Saturday, November 02, 2002
ATTEMPT TO SEPARATE TWINS FAILS |
At a press conference in Jenin this morning, Dr Yasser Arafat announced that his team had failed to separate Siamese twins Dubya and Ariel Warmonger who are joined at the hip and share one mind.
“It’s a tragedy,” said Dr. Arafat. “The sooner we separate these two individuals the better it will be for everyone concerned.”
The twins are reported to be fighting fit and ready to go to war at the drop of a fart.
PALACE NEWS |
The trial of Wynona Ryder was brought to a shocking halt last night when it was revealed the unnamed producer who suggested she research for a forthcoming film role by shoplifting, is none other than Prince Edward.
A spokesman for the Palace has so far refused to comment on this latest revelation but my sources reveal that the Queen may intervene and drop a last minute bombshell to rescue the reputation of the Hollywood princess but not before the lawyers have had a field day.
Diogenes tramped the streets of Athens looking for an honest man. He never found one. It would be nice if Mr. Burrell was indeed a man of integrity and kept his secrets to himself. Why? Because nothing would piss off the vultures of Fleet Street more than a man who can’t be bought. Sadly, Mr. Burrell is being offered a seven figure sum for his story so I’m not going to hold my breath.
THIS JUST IN FROM IRAQ |
The ruins of Nineveh, ancient capital of the Assyrian empire, situated in Mesopotamia (now part of Iraq), is being systematically looted of its treasures, at least the ones that are left after time and shameful neglect have taken their toll. An international group of archaeologists is currently working on the site, endeavouring to preserve what is left.
This revolting act of cultural terrorism cannot go unanswered, indicating the writing is on the wall for Saddam. Dubya Bush, the world’s greatest academic and aesthete, took a dim view of the Taliban vandalising a world heritage site when they allowed their friends to park aircraft in the Twin Towers (Don’t you mean lobbed shells at the Twin Buddhas? – Ed.). And we all know what happened after that, don’t we!!!!.
Good old Australia, wonder where it got the idea for "homeland security". Imitation is the greatest form of
Friday, November 01, 2002
Excuse Me Ma'am!
Oh yes...this is a pearler! The trial of Paul Burrell, Princess Diana's former butler who stands...or rather stood...accused of stealing numerous items belonging to her royal deadness, reached an unprecedented halt today. The trial was suspended just hours before Mr Burrell was due to take the stand and give his own side to the story. And the reason for it's sudden ending? The intervention of the Queen!
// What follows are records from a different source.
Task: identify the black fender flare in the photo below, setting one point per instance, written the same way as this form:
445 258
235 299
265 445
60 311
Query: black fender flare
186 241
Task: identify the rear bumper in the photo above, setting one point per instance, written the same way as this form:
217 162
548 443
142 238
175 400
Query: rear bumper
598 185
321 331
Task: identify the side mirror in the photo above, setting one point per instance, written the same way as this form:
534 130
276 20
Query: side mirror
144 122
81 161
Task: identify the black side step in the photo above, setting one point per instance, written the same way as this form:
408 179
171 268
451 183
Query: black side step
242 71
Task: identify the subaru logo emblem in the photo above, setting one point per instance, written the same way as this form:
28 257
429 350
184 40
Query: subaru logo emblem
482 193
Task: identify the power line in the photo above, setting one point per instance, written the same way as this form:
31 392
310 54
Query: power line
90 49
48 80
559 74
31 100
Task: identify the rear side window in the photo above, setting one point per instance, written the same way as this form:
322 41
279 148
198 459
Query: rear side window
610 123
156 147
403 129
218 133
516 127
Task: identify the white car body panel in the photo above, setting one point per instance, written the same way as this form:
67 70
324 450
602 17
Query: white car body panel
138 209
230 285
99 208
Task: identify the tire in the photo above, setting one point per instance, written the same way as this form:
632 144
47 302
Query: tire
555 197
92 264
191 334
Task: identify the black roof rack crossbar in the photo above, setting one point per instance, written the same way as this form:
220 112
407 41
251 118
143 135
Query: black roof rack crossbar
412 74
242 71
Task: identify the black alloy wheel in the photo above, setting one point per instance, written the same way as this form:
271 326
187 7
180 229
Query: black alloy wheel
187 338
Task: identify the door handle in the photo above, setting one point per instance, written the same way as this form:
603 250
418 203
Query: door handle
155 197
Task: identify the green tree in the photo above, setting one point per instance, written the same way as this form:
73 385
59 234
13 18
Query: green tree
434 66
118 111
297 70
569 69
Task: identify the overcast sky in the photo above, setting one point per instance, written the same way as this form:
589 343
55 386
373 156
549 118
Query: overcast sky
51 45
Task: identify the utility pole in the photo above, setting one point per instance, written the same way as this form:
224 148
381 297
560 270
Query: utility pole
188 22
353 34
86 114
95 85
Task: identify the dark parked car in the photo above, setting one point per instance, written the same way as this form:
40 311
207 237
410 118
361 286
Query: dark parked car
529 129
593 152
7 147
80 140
Exactly why the Queen suddenly announced that it had all been a mistake and she'd known about Mr Burrell's 'safe storing of the items' from the outset is a mystery. The fact that her intervention earlier in the trial would have saved the tax-payer one and a half million pounds and Mr Burrell a lot of emotional hardship is also a mystery.
What exactly was Paul Burrell about to say on the stand? Was the Queen being blackmailed? If this unconventional act, shrouded in ambiguity as it was, was the lesser of two evils then what exactly was the alternative?
Already journalists the length and breadth of Britain are frantically trying to discover exactly what's going on.
Which probably spells bad news.
In times of constitutional crisis, when the media is doing everything in its power to topple the monarchy and, as Sedgwick would say, foist it on its own pertard, any good, royalist Prime Minister will realise that the only way of stopping them is by creating some enormous disaster to steal the headlines.
And this one's going to have to be big.
The trial might have ended suddenly but justice has yet to be served.
Deputy editor notes this amazing pronouncement.
Professor, Lord Philip Norton, an expert on constitutions, said: "I don't think it is feasible or legally possible for the Queen to appear before a court. The rule is that the Queen is above the law, it is her law."
Well bugger me dead good Lord Norton, if it's her law she can shove it up her right royal sphincter. One law for the rich and one for the poor and they're both owned by HRH. Exercising of the Royal Purgative? Not on your Nelly, I call it the perverting of justice ... and of course she's ideally placed to do just that, the House of Windsor is chocker with them.